All die kleinen Vogelherzen

Sabine Längsfeld (Übersetzer)

Sunday lebt mit ihrer sechzehnjährigen Tochter Dolly noch immer in dem Haus, in dem schon sie aufgewachsen ist. Sie ist anders als die meisten Menschen. An manchen Tagen isst sie ausschließlich weißes Essen und sie hat einen Ratgeber aus den Fünfzigern, der ihr in komplexen sozialen Situationen hilft. Sundays geordnetes Leben gerät jedoch aus den Fugen, als die charismatische Vita mit ihrem Mann nebenan einzieht.

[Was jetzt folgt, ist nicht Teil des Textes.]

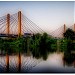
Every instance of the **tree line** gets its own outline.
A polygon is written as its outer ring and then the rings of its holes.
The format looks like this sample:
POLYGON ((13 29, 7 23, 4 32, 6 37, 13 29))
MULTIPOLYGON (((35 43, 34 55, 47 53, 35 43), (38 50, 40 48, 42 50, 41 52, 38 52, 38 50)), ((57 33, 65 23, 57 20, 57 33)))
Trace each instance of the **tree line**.
MULTIPOLYGON (((33 57, 47 59, 48 54, 57 51, 57 40, 60 42, 60 52, 64 52, 64 59, 70 61, 69 58, 74 56, 71 54, 72 50, 75 50, 75 33, 71 29, 67 29, 63 33, 64 38, 57 39, 49 36, 47 33, 37 33, 33 36, 27 36, 25 38, 0 38, 0 51, 8 54, 31 53, 33 57), (68 58, 69 57, 69 58, 68 58)), ((71 61, 70 61, 71 62, 71 61)))

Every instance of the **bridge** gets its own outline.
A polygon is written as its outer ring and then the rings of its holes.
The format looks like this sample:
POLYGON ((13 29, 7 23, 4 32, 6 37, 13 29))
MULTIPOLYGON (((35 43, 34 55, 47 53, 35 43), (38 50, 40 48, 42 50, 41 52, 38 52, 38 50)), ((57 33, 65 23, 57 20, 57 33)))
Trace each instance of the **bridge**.
POLYGON ((18 37, 44 33, 44 31, 24 16, 21 11, 13 15, 7 14, 0 17, 0 37, 18 37))
MULTIPOLYGON (((63 33, 66 31, 68 27, 64 24, 58 29, 54 30, 53 32, 50 32, 49 35, 56 38, 63 38, 63 33)), ((69 28, 73 29, 75 31, 75 24, 70 26, 69 28)), ((5 16, 0 17, 0 37, 11 37, 11 38, 17 38, 19 36, 26 37, 27 35, 32 36, 33 34, 43 34, 45 31, 42 30, 38 25, 36 25, 34 22, 32 22, 28 17, 23 15, 21 11, 15 14, 7 14, 5 16)), ((57 41, 59 43, 59 41, 57 41)), ((25 71, 30 70, 32 67, 36 66, 41 60, 36 61, 34 58, 27 57, 27 59, 22 60, 21 54, 18 54, 18 72, 21 71, 21 63, 23 63, 23 67, 25 68, 25 71), (29 59, 29 60, 28 60, 29 59), (24 62, 23 62, 24 61, 24 62), (24 66, 25 65, 25 66, 24 66), (30 67, 29 67, 30 65, 30 67)), ((6 72, 9 72, 10 68, 10 60, 15 60, 14 58, 9 59, 9 55, 6 54, 6 59, 3 61, 3 59, 0 58, 0 66, 4 63, 6 64, 6 72)), ((12 61, 13 62, 13 61, 12 61)), ((14 69, 13 69, 14 70, 14 69)))
MULTIPOLYGON (((68 27, 64 24, 53 32, 50 31, 48 34, 53 37, 62 38, 67 28, 68 27)), ((75 24, 71 25, 69 28, 75 31, 75 24)), ((21 11, 12 15, 7 14, 0 17, 0 37, 15 38, 20 35, 24 37, 27 34, 42 34, 44 32, 44 30, 32 22, 27 16, 23 15, 21 11)))

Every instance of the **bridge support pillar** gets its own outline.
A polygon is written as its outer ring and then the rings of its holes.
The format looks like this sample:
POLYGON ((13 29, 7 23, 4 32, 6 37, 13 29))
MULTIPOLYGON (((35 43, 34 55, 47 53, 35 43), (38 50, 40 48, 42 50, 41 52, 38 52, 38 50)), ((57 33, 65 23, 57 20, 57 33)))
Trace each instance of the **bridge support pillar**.
POLYGON ((75 24, 74 24, 74 32, 75 32, 75 24))
MULTIPOLYGON (((18 37, 20 37, 21 34, 21 11, 18 12, 18 37)), ((21 53, 19 51, 18 53, 18 72, 21 72, 21 53)))
MULTIPOLYGON (((6 34, 9 37, 9 26, 10 26, 10 14, 7 14, 7 23, 6 23, 6 34)), ((6 72, 9 72, 9 53, 8 50, 6 52, 6 72)))
POLYGON ((7 14, 7 24, 6 24, 6 33, 9 34, 9 26, 10 26, 10 14, 7 14))
POLYGON ((66 32, 66 25, 64 24, 64 33, 66 32))
POLYGON ((21 36, 21 11, 18 12, 18 36, 21 36))

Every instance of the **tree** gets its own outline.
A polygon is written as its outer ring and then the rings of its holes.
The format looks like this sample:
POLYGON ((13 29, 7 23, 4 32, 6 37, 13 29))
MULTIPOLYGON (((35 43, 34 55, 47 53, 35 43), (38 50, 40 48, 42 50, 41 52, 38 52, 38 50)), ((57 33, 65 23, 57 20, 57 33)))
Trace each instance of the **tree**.
POLYGON ((73 39, 74 38, 74 36, 75 36, 75 33, 74 33, 74 31, 72 30, 72 29, 67 29, 66 30, 66 32, 64 33, 64 37, 65 38, 69 38, 69 39, 73 39))

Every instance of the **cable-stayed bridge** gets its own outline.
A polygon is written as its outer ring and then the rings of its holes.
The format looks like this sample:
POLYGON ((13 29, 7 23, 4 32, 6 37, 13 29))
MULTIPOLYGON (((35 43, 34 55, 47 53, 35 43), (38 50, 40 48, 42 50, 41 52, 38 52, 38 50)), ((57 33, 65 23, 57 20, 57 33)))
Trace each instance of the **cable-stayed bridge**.
MULTIPOLYGON (((50 31, 49 35, 62 38, 67 28, 64 24, 53 32, 50 31)), ((75 31, 75 24, 69 28, 75 31)), ((21 11, 0 17, 0 37, 18 37, 20 35, 42 34, 44 32, 42 28, 32 22, 27 16, 23 15, 21 11)))

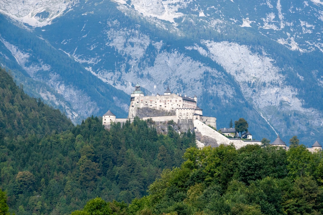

Gänzlich von der schillernden Person eingenommen, freunden die beiden Familien sich schnell an, gehen im Haus der anderen ein und aus. Sunday fühlt sich akzeptiert und geliebt wie selten zuvor. Auch Dolly ist zunehmend fasziniert von Vita. Genau hier liegt das Problem, denn was Sunday nicht ahnt: Unter der makellosen Fassade versteckt sich etwas Dunkles.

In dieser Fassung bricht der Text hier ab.